スイート×トキシック

「……芽依?」

 肩を震わせるわたしに気付き、戸惑ったような十和くんの声がする。

 “大丈夫”だという意味で首を横に振ったが、彼は心配そうな面持ちで正面に回り込んできた。

「どうしたの? ごめん、何か嫌だった? 痛かった?」

 今度は“違う”という意味で首を左右に振る。

 彼の指先が、伝い落ちていく(しずく)を拭ってくれた。

 そのあまりに優しい温もりに余計涙があふれたが、お陰でやっと息が出来るようになった。

「違うの……。ごめん」

 震える声で告げる。
 彼はただ黙ってわたしを待ってくれていた。

「そんなふうに言われたこと、なかった。

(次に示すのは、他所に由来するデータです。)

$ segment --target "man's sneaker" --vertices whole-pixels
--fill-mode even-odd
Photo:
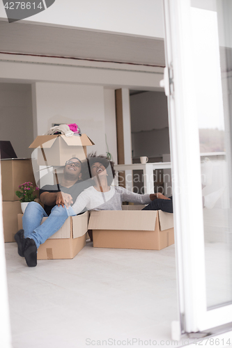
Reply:
[[[20,230],[15,235],[15,240],[17,244],[17,253],[20,256],[24,257],[24,230]]]
[[[37,264],[37,246],[34,239],[26,238],[24,255],[29,267],[35,267]]]

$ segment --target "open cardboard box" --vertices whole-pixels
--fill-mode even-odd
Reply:
[[[30,148],[38,149],[39,166],[64,166],[66,161],[77,157],[81,161],[86,157],[86,146],[94,143],[86,136],[41,135],[37,136]]]
[[[173,214],[123,205],[123,210],[93,211],[88,229],[93,246],[161,250],[174,244]]]
[[[22,216],[17,216],[19,230],[22,228]],[[42,219],[42,223],[46,219]],[[61,228],[40,246],[37,259],[72,259],[86,245],[88,221],[88,212],[68,218]]]
[[[1,173],[3,200],[18,200],[15,191],[24,182],[30,181],[36,187],[31,159],[1,159]]]

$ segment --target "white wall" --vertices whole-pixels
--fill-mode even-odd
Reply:
[[[38,82],[34,90],[38,135],[53,123],[77,123],[95,144],[87,151],[106,152],[103,87]]]
[[[130,96],[133,157],[170,153],[167,100],[163,92]]]
[[[18,157],[31,157],[33,140],[30,84],[0,83],[0,140],[8,140]]]
[[[105,127],[109,152],[113,161],[118,163],[117,135],[115,109],[115,91],[114,89],[104,90]]]
[[[6,17],[2,1],[0,17]],[[164,37],[162,0],[56,0],[49,8],[26,20]]]

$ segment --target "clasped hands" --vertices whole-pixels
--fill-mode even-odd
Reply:
[[[71,204],[73,204],[72,197],[69,193],[65,193],[64,192],[57,192],[56,204],[59,207],[62,205],[64,208],[65,205],[68,208]]]

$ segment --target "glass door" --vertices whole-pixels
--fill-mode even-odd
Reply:
[[[232,322],[232,1],[164,0],[182,333]]]

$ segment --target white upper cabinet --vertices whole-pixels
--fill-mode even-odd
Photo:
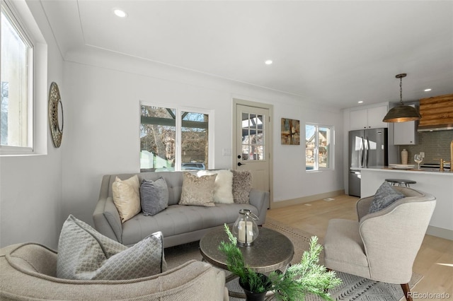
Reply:
[[[387,109],[388,106],[382,105],[350,111],[350,130],[387,127],[387,123],[382,122]]]

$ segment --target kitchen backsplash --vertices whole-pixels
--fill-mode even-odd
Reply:
[[[401,150],[408,151],[408,164],[413,162],[413,155],[421,151],[425,152],[423,163],[439,163],[438,158],[450,160],[450,143],[453,140],[453,130],[418,132],[418,144],[415,146],[399,146],[399,163],[401,163]]]

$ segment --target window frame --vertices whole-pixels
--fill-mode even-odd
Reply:
[[[176,119],[176,126],[175,126],[175,170],[174,171],[181,171],[183,170],[182,169],[182,154],[181,154],[181,139],[182,139],[182,134],[181,134],[181,128],[182,126],[182,112],[190,112],[190,113],[200,113],[205,114],[209,116],[208,124],[207,124],[207,167],[210,170],[214,169],[214,110],[207,110],[199,107],[183,107],[177,105],[170,105],[170,104],[164,104],[164,103],[158,103],[158,102],[150,102],[147,101],[140,101],[139,105],[139,132],[140,129],[140,125],[142,125],[141,117],[142,112],[140,110],[140,107],[142,105],[145,106],[151,106],[151,107],[164,107],[166,109],[175,110],[176,113],[176,116],[178,118]],[[139,143],[140,137],[139,134]],[[142,150],[139,150],[141,152]],[[142,169],[142,166],[140,166],[140,169]]]
[[[23,155],[32,154],[35,150],[35,42],[29,34],[27,27],[24,26],[21,16],[9,1],[2,0],[1,4],[1,12],[6,16],[8,21],[16,29],[22,40],[28,47],[26,58],[27,65],[27,146],[17,146],[0,144],[0,155]],[[0,40],[0,45],[1,40]],[[0,48],[1,52],[1,48]],[[1,81],[0,75],[0,81]]]
[[[314,140],[315,140],[315,147],[314,147],[314,167],[312,170],[307,170],[306,169],[306,126],[312,126],[315,127],[315,131],[314,133]],[[328,134],[328,137],[327,137],[328,141],[329,141],[328,143],[328,167],[320,167],[319,166],[319,128],[327,128],[329,129],[329,134]],[[326,170],[335,170],[335,162],[334,162],[334,158],[335,158],[335,126],[333,125],[327,125],[327,124],[316,124],[316,123],[311,123],[311,122],[306,122],[305,124],[305,136],[306,136],[306,142],[305,142],[305,149],[306,149],[306,153],[305,153],[305,162],[306,162],[306,165],[305,165],[305,171],[306,172],[322,172],[322,171],[326,171]]]

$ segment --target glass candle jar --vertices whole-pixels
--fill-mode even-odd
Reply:
[[[238,239],[239,246],[251,246],[258,237],[259,230],[255,220],[258,220],[258,216],[250,210],[239,210],[239,216],[232,229],[233,235]]]

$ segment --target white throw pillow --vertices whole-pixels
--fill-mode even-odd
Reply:
[[[190,172],[183,174],[183,188],[180,205],[214,207],[215,175],[197,177]]]
[[[233,172],[227,170],[200,170],[199,177],[217,175],[214,186],[214,203],[233,203]]]
[[[140,182],[137,175],[125,180],[117,177],[115,179],[112,194],[121,223],[131,219],[142,211],[139,189]]]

今まで」

 誰かを好きになることや好かれることはあった。
 でも、近づくほどに相手は遠ざかっていった。

 “好き”が深まっても、いつもどこかで失敗してしまって。

 わたしは不器用過ぎて、恋が下手で、空回りしては傷ついてばかりいた。

 “気持ち悪い”……なんて言われたこともある。

 うまく伝わらないもどかしさが苦しかった。

 最後にはいつもわたしが彼らを不幸にしているみたいで、責められている気がして辛かった。

 誰にも必要とされたことなんてない。
 分かって貰えなかった。

 十和くんが初めてだ。
 こんなにわたしを想って、愛してくれたのは。



 最初は怖かった。気味が悪かった。
 狂気的なまでのその恋心が。

 でも、今は……違う。

「────嬉しい」

 素直にそう思えた。

 わたししか映らない瞳、甘い言葉を(ささや)く唇、(いつく)しむように触れる手。

 身に余るほどの十和くんの想いが、わたしを包み込んでくれた。

 春の陽射しみたいに、柔らかくてあたたかい。
 凍てついた心が溶かされていく。

「芽依……」

 染み入るように呼び、彼が再び手を伸ばす。
 そっとわたしの頬に添えられた。



 ちゃんと、気付いていた。

 その眼差しがあのときみたいに、熱っぽくても慎重なことに。

 気持ちがあふれて止まないけれど、わたしを優先してくれている。
 その思いやりに。

 ……わたしは目を閉じた。

 彼の想いを受け入れてみたくなった。

 近づく気配に、衣擦(きぬず)れの音に、鼓動が痛いほど加速する。

 ────やがて、唇が重なった。

「……っ」

 何だかまた、泣きそうになってしまう。

 彼はわたしを気遣うようにすぐに離れた。
 至近距離で目が合う。顔が熱い。

 照れ隠しのように笑えば、十和くんもそうした。

「……可愛い」

「は、俺が? それこっちのセリフだから」

 わたしの頭を撫で、笑う。
 こうやって彼に触れられると、何だか心地いい。